Prof. Waspodo, M.Ed., Ph.D.

Disusun oleh:
H. Herman Mayori
NIM:07013682126021

Fakultas Ilmu Sosial dan Ilmu Politik


Program Doktor Administrasi Publik
Universitas Sriwijaya
2021
KATA PENGANTAR

Puji syukur penulis panjatkan kehadirat Tuhan Yang Maha Esa karena atas berkat
RahmatNya, penulis dapat menyelesaikan tugas makalah ini dengan tepat waktu.
Makalah ini disusun sebagai tugas mata kuliah filsafat ilmu pada Program Doktor
Administrasi Publik. Penulis berharap tulisan ini dapat bermanfaat bagi pembacanya dan
dapat menambah wawasan bagi kita semua. Penulis mengucapkan terima kasih atas
bimbingan Prof. Waspodo, M.Ed., Ph. D yang telah memberikan berbagai penjelasan dan
materi serta bimbingan dalam penulisan makalah ini. Penulis juga mengucapkan terima kasih
untuk rekan-rekan Program Doktoral Angkatan 2021 yang selalu saling berbagi ilmu dan
informasi untuk kemajuan bersama.
Penulis menyadari bahwa masih banyak kekurangan ilmu dan referensi dalam
penulisan tentang cabang ilmu filsafat ini. Oleh karena itu, penulis berharap kritik dan saran
sebagai perbaikan makalah dan pengalaman untuk penulisan di masa yang akan datang.

Penulis

H. Herman Mayori
NIM:07013682126021
A. Pendahuluan
Pragmatisme berasal dari kata bahasa Yunani, yakni “pragma” yang memiliki arti
dengan tindakan, perbuatan. Pragmatisme adalah aliran filsafat yang berpandangan bahwa
kriteria kebenaran apakah sesuatu itu memiliki kegunaan bagi kehidupan nyata. Oleh karena
itu, kebenaran sifatnya menjadi relatif dan menjadi tidak mutlak. Aliran pragmatisme pada
hakikatnya adalah aliran yang bersedia menerima segala hal, asalkan hal tersebut berakibat
baik atau berguna. Aliran ini mementingkan kegunaan suatu pengetahuan dan bukan
kebenaran objektif dari pengetahuan. Pragmatisme akan menguji suatu pengetahuan dan akan
mengetahui kebenaran pengetahuan tersebut melalui konsekuensi dari pelaksanaan
pengujiannya.
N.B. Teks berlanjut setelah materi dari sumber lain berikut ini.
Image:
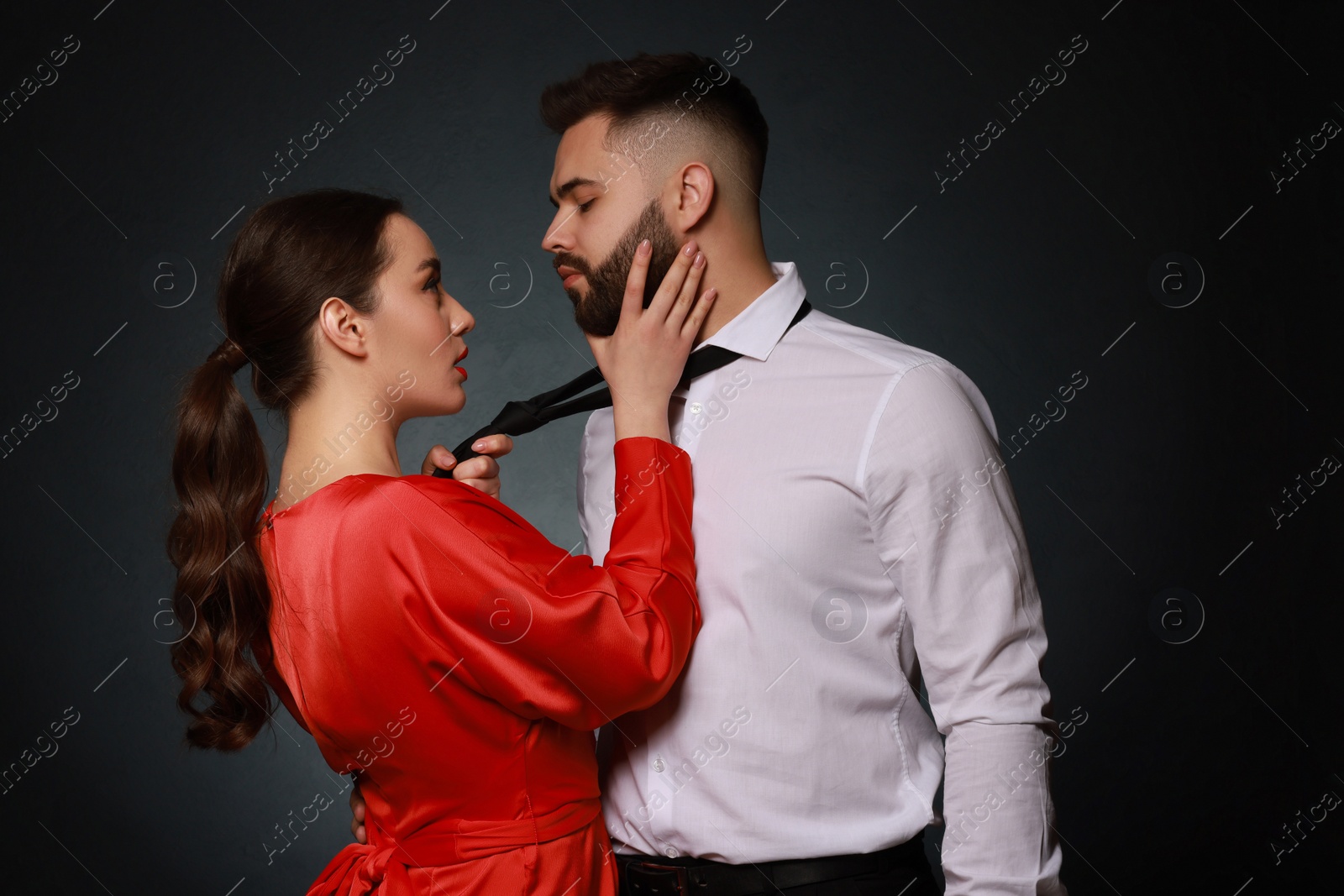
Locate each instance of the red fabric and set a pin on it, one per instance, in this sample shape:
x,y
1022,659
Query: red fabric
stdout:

Dengan demikian, aliran pragmatisme tidak mau direpotkan dengan
pertanyaan-pertanyan seputar kebenaran yang bersifat metafisik.

Pragmatisme sudah banyak dibicarakan oleh para ahli, baik dilihat sebagai aliran
pemikiran filsafat, maupun sebagai konsepsi yang bersifat praktis. Pragmatisme juga dikenal
sebagai sikap dan metode yang lebih menekankan pada akibat dan kegunaan setiap konsep
atau gagasan daripada berputar-putar dengan masalah metafisis-filosofis. Paham ini memiliki
karakteristik yang membedakannya dari paham-paham lainnya. Respon terhadap paham ini
bermacam-macam. Banyak yang mendukung dan banyak pula yang menentangnya. Kesan
negatif terhadap paham ini muncul antara lain karena paham ini dinilai enggan dengan
perdebatan filosofis yang tiada henti, enggan mendiskusikan asumsi-asumsi dasar, persepsi
dan nilai-nilai yang mendasar, dan cenderung langsung turun pada perencanaan praktis.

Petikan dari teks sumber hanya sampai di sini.